Even though GDP growth in FY18 has been recorded at its lowest levels in the last four years of the Narendra Modi government, the economy is expected to grow at a faster rate in the fiscal year 2019 as goods and services tax (GST)-related disruptions smoothen and consumption improves amid government spending.
Even though GDP growth rate in FY18 has been recorded at its lowest levels in the last four years of the Narendra Modi government, economy is expected to grow at a faster rate in fiscal year 2019 as goods and services tax (GST)-related disruptions smoothen and consumption improves, research firms said. The GDP growth rate in 2017-18 has been recorded at 6.7 percent, lowest in the last four years.
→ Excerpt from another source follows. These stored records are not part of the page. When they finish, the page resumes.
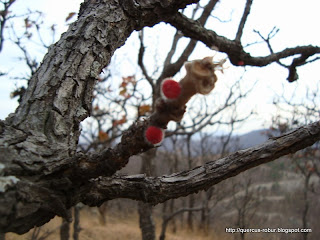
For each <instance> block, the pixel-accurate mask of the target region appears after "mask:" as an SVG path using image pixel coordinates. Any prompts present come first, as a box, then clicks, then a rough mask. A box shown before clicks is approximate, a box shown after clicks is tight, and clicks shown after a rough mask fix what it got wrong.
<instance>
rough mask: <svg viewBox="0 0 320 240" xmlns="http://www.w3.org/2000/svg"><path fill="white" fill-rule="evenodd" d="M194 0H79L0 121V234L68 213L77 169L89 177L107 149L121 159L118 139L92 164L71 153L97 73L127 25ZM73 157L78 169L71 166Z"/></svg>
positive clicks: (71, 164)
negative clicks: (61, 29) (120, 3)
mask: <svg viewBox="0 0 320 240" xmlns="http://www.w3.org/2000/svg"><path fill="white" fill-rule="evenodd" d="M197 1H198V0H173V1H160V0H150V1H139V0H138V1H136V0H125V1H116V0H102V1H91V0H86V1H84V3H83V4H82V5H81V9H80V12H79V18H78V20H77V21H76V22H75V23H73V24H71V25H70V27H69V29H68V31H67V32H66V33H64V34H63V35H62V37H61V39H60V40H59V41H58V42H57V43H56V44H54V45H53V46H51V47H50V48H49V49H48V53H47V54H46V56H45V57H44V59H43V61H42V64H41V66H40V67H39V69H38V70H37V71H36V72H35V74H34V75H33V76H32V78H31V79H30V81H29V86H28V89H27V90H26V93H25V94H24V96H23V98H22V101H21V103H20V105H19V107H18V108H17V110H16V112H15V113H14V114H11V115H10V116H9V117H8V118H7V119H6V121H5V122H1V121H0V150H1V155H0V176H1V177H0V215H1V218H0V232H7V231H14V232H17V233H24V232H26V231H28V230H29V229H31V228H33V227H34V226H40V225H42V224H44V223H45V222H47V221H49V220H50V219H51V218H52V217H54V216H55V215H59V216H62V217H64V218H69V216H68V211H67V209H68V208H70V207H71V206H73V205H74V204H75V201H74V200H73V199H74V198H75V197H76V196H74V194H75V192H74V190H75V189H76V188H78V187H79V186H81V185H82V184H83V182H82V181H81V179H82V180H83V179H84V178H79V179H80V181H78V182H76V178H77V174H78V175H80V174H81V175H83V176H85V175H86V174H88V175H87V176H88V177H89V176H96V174H93V172H92V171H91V170H90V168H89V167H87V166H90V167H92V168H91V169H93V168H94V160H95V159H96V158H99V157H100V158H101V157H105V156H106V155H107V156H109V154H110V155H111V156H113V157H114V159H113V161H112V164H113V165H112V164H111V165H112V166H111V167H109V169H112V171H114V170H115V169H116V168H119V167H121V165H122V164H125V161H127V159H128V158H129V155H130V154H132V152H130V151H128V150H127V149H126V146H124V145H120V146H119V148H121V149H120V150H119V151H116V152H115V153H114V152H112V151H111V150H107V152H103V153H102V154H101V155H98V156H97V157H96V158H94V159H93V161H92V162H90V159H84V160H88V162H86V161H84V160H83V161H81V159H83V158H81V156H76V155H75V153H76V147H77V143H78V139H79V134H80V127H79V125H80V122H81V121H82V120H83V119H84V118H86V117H87V116H88V115H89V114H90V111H91V102H92V95H93V88H94V85H95V83H96V79H97V77H98V75H99V74H100V72H101V70H102V69H103V68H104V67H105V66H106V65H108V64H109V62H110V58H111V56H112V55H113V53H114V51H115V50H116V49H117V48H119V47H120V46H122V45H123V44H124V42H125V40H126V39H127V38H128V37H129V36H130V34H131V33H132V32H133V31H134V30H139V29H141V28H142V27H144V26H146V25H148V26H152V25H153V24H156V23H158V22H160V21H163V20H164V19H166V18H168V17H169V16H170V15H173V14H174V13H175V12H177V10H178V9H179V8H183V7H185V6H186V5H187V4H190V3H193V2H197ZM119 2H121V5H120V4H119ZM136 130H137V129H136ZM137 132H139V131H137ZM126 137H127V135H125V134H124V136H123V138H126ZM140 137H142V138H143V134H141V135H140ZM149 148H150V146H149ZM147 149H148V148H147V147H146V148H144V151H145V150H147ZM122 150H123V151H122ZM140 150H141V149H140ZM138 151H139V150H138ZM118 152H121V156H120V157H119V156H118V155H116V154H117V153H118ZM112 153H114V155H112ZM104 154H105V155H104ZM128 154H129V155H128ZM119 158H120V159H121V160H122V161H120V162H117V160H119ZM75 159H76V160H79V162H78V163H77V164H78V165H77V166H78V167H79V168H76V169H75V170H72V166H73V165H72V164H74V160H75ZM107 165H108V164H107ZM95 166H96V167H99V166H101V165H99V164H97V165H95ZM109 166H110V165H109ZM95 169H96V170H97V168H95ZM99 171H100V172H101V171H103V169H102V170H98V172H99ZM106 171H107V174H108V175H109V174H110V171H108V169H107V170H106ZM113 173H114V172H113ZM72 174H74V175H72ZM92 174H93V175H92Z"/></svg>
The economy posted a 7.7 percent growth in January-March quarter of same fiscal.
CARE Ratings said: “We expect the Indian economy to grow at around 7.5 percent in FY19. The growth is likely to realize from pick up in consumption especially rural consumption with the forecast of normal monsoon, increased public sector spending and the uptick in the performance of the manufacturing sector in the upcoming quarters.”
“We expect the economy to recover to 7.1 percent in fiscal year 2019 as GST-related disruptions smoothen and consumption improves amid government spending,” Kotak Institutional Equities said. Some cyclical recovery from the demonetisation and pre-GST implementation phase can also be observed in the economy as reflected in selected activity indicators and improving corporate earnings, Kotak added.
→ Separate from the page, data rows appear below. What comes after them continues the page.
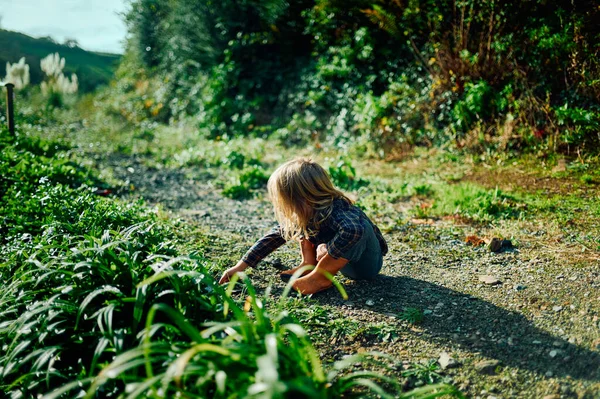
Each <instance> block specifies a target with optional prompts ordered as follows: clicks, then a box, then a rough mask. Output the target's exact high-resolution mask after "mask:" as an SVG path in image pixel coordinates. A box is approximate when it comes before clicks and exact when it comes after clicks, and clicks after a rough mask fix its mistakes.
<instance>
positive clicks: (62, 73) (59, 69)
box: [40, 53, 79, 95]
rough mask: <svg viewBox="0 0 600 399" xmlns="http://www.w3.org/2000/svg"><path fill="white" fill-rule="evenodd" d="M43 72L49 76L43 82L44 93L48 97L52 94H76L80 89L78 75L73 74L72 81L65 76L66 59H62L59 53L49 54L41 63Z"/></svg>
mask: <svg viewBox="0 0 600 399" xmlns="http://www.w3.org/2000/svg"><path fill="white" fill-rule="evenodd" d="M40 66H41V68H42V71H44V73H45V74H46V76H47V80H46V81H44V82H42V85H41V88H42V93H43V94H44V95H47V94H48V93H51V92H56V93H63V94H75V93H77V90H78V89H79V80H78V79H77V75H75V74H71V79H69V78H67V77H66V76H65V75H64V74H63V69H64V68H65V59H64V58H60V55H59V54H58V53H54V54H49V55H48V56H47V57H45V58H44V59H42V61H41V62H40Z"/></svg>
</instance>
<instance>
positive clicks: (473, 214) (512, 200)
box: [432, 183, 524, 221]
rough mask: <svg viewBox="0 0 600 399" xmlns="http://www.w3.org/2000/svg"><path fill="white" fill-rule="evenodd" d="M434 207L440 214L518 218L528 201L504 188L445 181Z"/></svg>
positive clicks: (476, 219)
mask: <svg viewBox="0 0 600 399" xmlns="http://www.w3.org/2000/svg"><path fill="white" fill-rule="evenodd" d="M438 190H439V192H438V195H437V196H436V202H435V203H434V205H433V209H432V211H433V212H434V213H436V214H439V215H460V216H464V217H467V218H469V219H473V220H476V221H490V220H492V219H495V218H501V219H506V218H517V217H520V216H521V215H522V211H523V209H524V204H522V203H519V201H518V200H517V198H515V197H513V196H511V195H507V194H504V193H503V192H502V191H501V190H499V189H497V188H496V189H495V190H487V189H484V188H482V187H479V186H476V185H473V184H469V183H465V184H456V185H441V186H440V187H439V188H438Z"/></svg>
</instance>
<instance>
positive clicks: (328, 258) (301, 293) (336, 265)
mask: <svg viewBox="0 0 600 399" xmlns="http://www.w3.org/2000/svg"><path fill="white" fill-rule="evenodd" d="M347 263H348V259H344V258H339V259H335V258H332V257H331V256H330V255H329V254H327V255H325V256H324V257H323V258H321V260H320V261H319V263H318V264H317V267H316V268H315V269H314V270H313V271H312V272H310V273H309V274H307V275H306V276H303V277H301V278H299V279H298V280H296V281H295V282H294V284H293V285H292V287H293V288H294V289H295V290H296V291H298V292H300V293H301V294H302V295H310V294H315V293H317V292H319V291H323V290H325V289H327V288H329V287H331V286H332V285H333V283H332V282H331V281H330V280H329V279H328V278H327V277H326V276H325V274H324V273H323V271H327V272H329V273H330V274H331V275H335V274H336V273H337V272H339V271H340V270H342V268H343V267H344V266H346V264H347Z"/></svg>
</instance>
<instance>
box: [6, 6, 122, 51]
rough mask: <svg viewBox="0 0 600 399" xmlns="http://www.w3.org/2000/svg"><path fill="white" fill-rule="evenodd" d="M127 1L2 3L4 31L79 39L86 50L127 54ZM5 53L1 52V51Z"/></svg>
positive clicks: (33, 34)
mask: <svg viewBox="0 0 600 399" xmlns="http://www.w3.org/2000/svg"><path fill="white" fill-rule="evenodd" d="M127 3H128V1H127V0H0V18H1V20H0V28H2V29H7V30H13V31H17V32H22V33H25V34H28V35H30V36H34V37H42V36H52V37H53V38H54V39H55V40H57V41H58V42H60V43H62V42H63V41H64V40H65V39H75V40H77V42H78V43H79V46H80V47H82V48H84V49H86V50H94V51H103V52H110V53H122V52H123V40H124V39H125V35H126V33H127V30H126V28H125V23H124V22H123V17H122V16H120V15H119V13H122V12H123V11H125V10H126V7H127ZM1 50H2V49H0V51H1Z"/></svg>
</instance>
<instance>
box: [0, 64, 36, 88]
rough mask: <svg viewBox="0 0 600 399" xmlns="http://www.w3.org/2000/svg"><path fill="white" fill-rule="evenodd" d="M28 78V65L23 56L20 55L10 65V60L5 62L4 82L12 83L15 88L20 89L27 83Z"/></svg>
mask: <svg viewBox="0 0 600 399" xmlns="http://www.w3.org/2000/svg"><path fill="white" fill-rule="evenodd" d="M30 80H31V77H30V74H29V65H28V64H27V63H26V62H25V57H21V59H19V62H15V63H14V64H12V65H11V63H10V62H7V63H6V76H5V77H4V83H12V84H14V85H15V89H17V90H21V89H23V88H25V87H27V86H28V85H29V82H30Z"/></svg>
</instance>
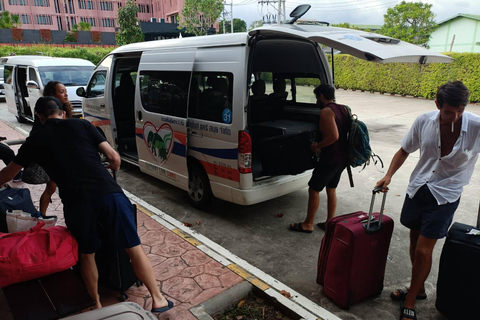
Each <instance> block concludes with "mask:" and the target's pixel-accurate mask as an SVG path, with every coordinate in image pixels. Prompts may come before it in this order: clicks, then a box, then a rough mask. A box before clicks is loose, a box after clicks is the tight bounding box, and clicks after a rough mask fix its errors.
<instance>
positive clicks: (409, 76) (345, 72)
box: [0, 45, 480, 102]
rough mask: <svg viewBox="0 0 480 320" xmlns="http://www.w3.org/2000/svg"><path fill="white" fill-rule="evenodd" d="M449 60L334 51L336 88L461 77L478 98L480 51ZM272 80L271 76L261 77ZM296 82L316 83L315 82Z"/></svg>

According to data released by the Central Statistics Office (CSO) on Thursday, the Q4FY18 GDP expansion that came on a 6.1 percent growth in the year-ago quarter was much higher than (revised) 7 percent in the previous quarter (Q3FY18). The manufacturing sector is expected to benefit in first quarter of 2018-19 due to favourable base effect, CARE Ratings said. In addition, the investment rate has seen some improvement on the quarterly basis and is expected to maintain the momentum going ahead, it added.
Kotak said that the structural bottlenecks in economy can be removed through improvement in the twin balance sheet problem. Nevertheless, weakening global growth momentum and rising crude oil prices could act as obstacles for growth.